PS Yes, we know that visitors raise an eyebrow at the cinema’s rather… unusual… name. Just to put your mind at rest, it was opened as a theatre in 1949 by one Princess Labia.
Labia Theatre: 68 Orange Street, Gardens, Cape Town (next door but one to the Mount Nelson hotel). Check out its website for movie times, tickets and special offers: www.thelabia.co.za or call 021 424 5927
Enjoy a cinematic experience unlike any other in Cape Town
DISCREET CHARM OF THE TEA LEAF
Tea is making a comeback at Lady Bonin’s Tea Bar in Cape Town
OKAY PEOPLE, it’s time to revisit tea. Forget your old teabag routine! Lady Bonin’s Tea Bar is about to reprogramme you.
Positioned in Cape Town’s busy Long Street, Lady Bonin’s claims to be South Africa’s first takeaway tea bar (who even knew such a thing existed?). And this terribly refined little set-up bears stark testimony to the fact that what you get in your average daily teabag is rather near the bottom of the plantation pile.
Proudly ‘curated’ (oh yes) in Lady Bonin’s confines are various strains of loose-leaf tea calculated to please even the most particular of tannin devotees. Currently there are 45 of the seductively packaged darlings, all purporting to be fair-trade, ethically produced, organic and many of them local (hooray). Buy your leaves dry, or get them brewed to take away or savour in Lady Bonin’s courtyard. Those prepared to compromise on their tea ethics may find less traditional pleasures in tea lattes, iced-tea slushies and even a ‘rooibos choc chilli chai’. Shocking.
If you’ve 30 minutes to spare, there’s a three-tea tasting offered in which you may care to indulge. Should you seek a civilised hour with friends, consider cosseting yourselves with a ‘tea pairing’: three teas accompanied by sweet, tea-infused thingamajigs. Yes, that sounds like an awful lot of tea at one go and it’s not exactly cheap. But we’re keen, darlings.
The Tea Bar, 214 Long Street, Cape Town, 021 447 1741, Open Mon to Fri 8am-4pm, Sat 9am-2pm, Closed on Sundays, www.ladyboninstea.com
Two less traditional, takeaway options from Lady Bonin’s
ORGANICS WITHOUT THE SCHLEP
Fresh produce free of chemical nasties, delivered directly to your table (or close by)
LIVING IN CAPE TOWN AND KEEN FOR ORGANICS but exhausted by the prospect of tracking them down? Ask Farmer Brian to bring fresh, local organics directly to your door – or somewhere close. Ok, so it might not be Brian himself scattering organic offerings around the suburbs every time, but you will be getting fresh produce from a group of independent, local farmers and artisanal food producers in Cape Town who love what they do and have committed to eco-friendly practices. No pesticides, herbicides, GMOs, etc, and all livestock are treated ethically and humanely. Or so they say, and we actually believe them.

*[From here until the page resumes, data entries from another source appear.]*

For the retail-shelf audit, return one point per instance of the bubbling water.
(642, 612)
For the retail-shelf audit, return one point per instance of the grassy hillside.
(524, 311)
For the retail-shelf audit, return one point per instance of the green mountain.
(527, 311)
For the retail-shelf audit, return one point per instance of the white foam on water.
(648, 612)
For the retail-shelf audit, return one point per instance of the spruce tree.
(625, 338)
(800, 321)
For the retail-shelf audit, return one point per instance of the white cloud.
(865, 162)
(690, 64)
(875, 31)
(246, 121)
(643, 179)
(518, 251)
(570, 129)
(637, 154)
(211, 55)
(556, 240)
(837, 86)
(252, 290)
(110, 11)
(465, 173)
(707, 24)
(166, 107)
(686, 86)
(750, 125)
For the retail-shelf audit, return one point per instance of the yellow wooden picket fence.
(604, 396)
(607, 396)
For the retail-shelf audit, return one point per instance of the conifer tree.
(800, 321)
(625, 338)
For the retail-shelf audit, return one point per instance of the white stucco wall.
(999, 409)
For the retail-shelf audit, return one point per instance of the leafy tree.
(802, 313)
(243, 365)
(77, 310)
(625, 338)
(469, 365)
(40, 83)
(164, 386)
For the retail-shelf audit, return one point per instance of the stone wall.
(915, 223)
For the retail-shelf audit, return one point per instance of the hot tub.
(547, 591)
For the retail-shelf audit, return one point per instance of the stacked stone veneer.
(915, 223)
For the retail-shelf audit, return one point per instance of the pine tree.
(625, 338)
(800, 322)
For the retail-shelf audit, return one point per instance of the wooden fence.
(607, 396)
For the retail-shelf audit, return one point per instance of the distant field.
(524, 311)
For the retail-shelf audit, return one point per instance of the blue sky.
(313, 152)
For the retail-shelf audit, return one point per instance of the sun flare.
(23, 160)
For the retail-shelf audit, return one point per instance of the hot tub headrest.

Request (by email or Whatsapp) freshly picked seasonal fruit and vegetables, free range eggs, organic hummus and sprouts, free range lamb and more each week. All produce is harvested directly from farms (most of it from Brian’s own farms in Lentegeur and Stellenbosch), and delivered within 24-36 hours to various collection points. Or, for a smallish fee, right to your door.